Latex condoms, which are the least expensive, most accessible type of condoms at the moment, are designed to prevent the transmission of HIV, or any virus for that matter. HIV is larger than the pores in condoms. For those allergic to latex, male and female condoms made from polyurethane also provide protection. Polyisoprene condoms, a recent addition to the market, provide latex free protection and are being marketed for a natural feel.
Lambskin condoms, on the other hand, are made from sheep intestines and are now advertised as a contraceptive. Although the pores in lambskin condoms are small enough to block sperm, they do not protect against viruses that cause sexually transmitted infections (STIs), including HIV.
Because both user error and manufacturer error exist, condom use constitutes "safer" sex, as opposed to 100 percent safe sex. The only 100 percent safe sex is abstinence — no oral, anal, or vaginal sex. For more on failure rates and tips for correct condom use, see the related Q&A’s.

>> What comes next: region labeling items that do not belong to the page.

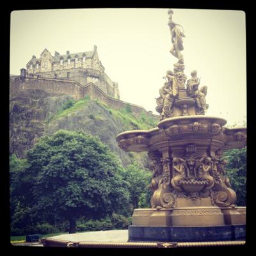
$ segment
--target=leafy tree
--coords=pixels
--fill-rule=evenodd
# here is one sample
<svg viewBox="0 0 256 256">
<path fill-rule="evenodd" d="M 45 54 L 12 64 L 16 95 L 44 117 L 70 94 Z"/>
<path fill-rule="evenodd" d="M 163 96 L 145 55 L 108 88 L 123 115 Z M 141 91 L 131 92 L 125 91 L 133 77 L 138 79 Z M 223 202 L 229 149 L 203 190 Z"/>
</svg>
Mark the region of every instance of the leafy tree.
<svg viewBox="0 0 256 256">
<path fill-rule="evenodd" d="M 60 130 L 42 137 L 28 152 L 19 179 L 32 218 L 76 220 L 103 218 L 128 203 L 122 167 L 109 148 L 83 132 Z"/>
<path fill-rule="evenodd" d="M 226 174 L 230 180 L 232 189 L 236 192 L 237 205 L 245 206 L 246 195 L 246 147 L 232 149 L 225 152 L 227 161 Z"/>
<path fill-rule="evenodd" d="M 151 173 L 148 171 L 142 170 L 139 165 L 132 164 L 128 165 L 122 175 L 128 183 L 128 190 L 133 208 L 149 207 L 150 191 L 148 184 Z"/>
</svg>

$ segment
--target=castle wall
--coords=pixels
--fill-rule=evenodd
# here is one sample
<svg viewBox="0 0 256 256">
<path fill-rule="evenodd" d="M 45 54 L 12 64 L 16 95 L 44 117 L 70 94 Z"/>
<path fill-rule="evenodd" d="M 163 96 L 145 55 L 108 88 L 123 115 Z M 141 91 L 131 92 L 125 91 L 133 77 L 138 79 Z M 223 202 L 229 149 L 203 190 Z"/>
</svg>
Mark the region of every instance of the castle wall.
<svg viewBox="0 0 256 256">
<path fill-rule="evenodd" d="M 10 95 L 24 89 L 38 89 L 49 93 L 69 95 L 76 100 L 81 99 L 83 95 L 83 87 L 75 81 L 32 77 L 26 78 L 24 83 L 19 79 L 11 84 Z"/>
<path fill-rule="evenodd" d="M 53 64 L 53 71 L 68 70 L 70 68 L 92 68 L 92 58 L 87 58 L 85 60 L 85 62 L 83 62 L 82 58 L 78 58 L 77 63 L 75 63 L 74 60 L 70 60 L 70 65 L 68 64 L 68 61 L 63 61 L 63 65 L 61 65 L 60 62 L 54 63 Z"/>
<path fill-rule="evenodd" d="M 140 106 L 125 102 L 125 101 L 109 97 L 93 84 L 88 84 L 83 88 L 83 95 L 84 97 L 86 95 L 90 95 L 92 99 L 100 99 L 102 102 L 111 106 L 112 108 L 116 109 L 125 108 L 128 105 L 131 106 L 132 113 L 136 115 L 139 115 L 141 113 L 145 113 L 145 114 L 152 116 L 154 119 L 157 119 L 157 120 L 159 120 L 159 118 L 158 115 L 148 113 L 144 108 Z"/>
<path fill-rule="evenodd" d="M 144 108 L 140 106 L 125 102 L 109 97 L 93 83 L 89 83 L 83 86 L 75 81 L 52 78 L 36 79 L 33 77 L 27 77 L 24 82 L 22 83 L 22 79 L 19 77 L 16 77 L 18 78 L 10 78 L 10 93 L 11 97 L 24 89 L 38 89 L 51 93 L 69 95 L 76 100 L 83 99 L 86 95 L 89 95 L 92 99 L 99 99 L 102 102 L 116 109 L 129 106 L 132 113 L 136 115 L 144 113 L 155 120 L 159 120 L 159 116 L 148 113 Z"/>
</svg>

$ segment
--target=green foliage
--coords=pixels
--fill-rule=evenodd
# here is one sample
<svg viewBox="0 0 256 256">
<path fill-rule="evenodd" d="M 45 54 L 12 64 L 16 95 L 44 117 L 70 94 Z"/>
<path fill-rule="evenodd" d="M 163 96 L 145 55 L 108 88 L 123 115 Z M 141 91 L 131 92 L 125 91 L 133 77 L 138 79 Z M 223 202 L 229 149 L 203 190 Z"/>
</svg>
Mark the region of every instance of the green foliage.
<svg viewBox="0 0 256 256">
<path fill-rule="evenodd" d="M 224 155 L 228 163 L 226 175 L 230 180 L 232 189 L 236 192 L 239 206 L 246 206 L 246 148 L 232 149 Z"/>
<path fill-rule="evenodd" d="M 65 102 L 63 106 L 62 106 L 62 109 L 65 110 L 68 108 L 70 108 L 74 106 L 75 104 L 75 100 L 73 99 L 71 99 L 68 100 L 67 102 Z"/>
<path fill-rule="evenodd" d="M 122 167 L 97 138 L 60 130 L 40 138 L 27 161 L 19 179 L 34 221 L 103 218 L 128 204 Z"/>
<path fill-rule="evenodd" d="M 67 102 L 69 102 L 70 103 L 67 103 L 67 105 L 65 104 L 64 106 L 63 106 L 63 108 L 61 108 L 61 109 L 54 116 L 52 116 L 51 120 L 67 116 L 68 115 L 77 111 L 79 109 L 84 108 L 84 106 L 86 106 L 90 101 L 90 95 L 86 95 L 86 97 L 84 97 L 84 99 L 77 102 L 72 102 L 70 100 L 70 101 L 68 100 Z M 68 106 L 68 108 L 65 108 L 65 107 Z"/>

As for how to talk to children and adolescents about sexual health, several organizations may offer resources. Advocates for Youth provides an online Parent’s Sex Ed Center with resources and information. Lastly, the Sexuality Information and Education Council of the United States (SIECUS) offers an extensive publication titled, Guidelines for Comprehensive Sexuality Education, Kindergarten — 12th Grade.
Regardless of your religious or spiritual beliefs, talking to young people about sex in an open and honest way can be a challenging and sometimes overwhelming task. You may want to consider starting a dialogue with your friend to share some of the resources from this response. Fortunately, with some preparation and practice, the benefits may be immeasurable.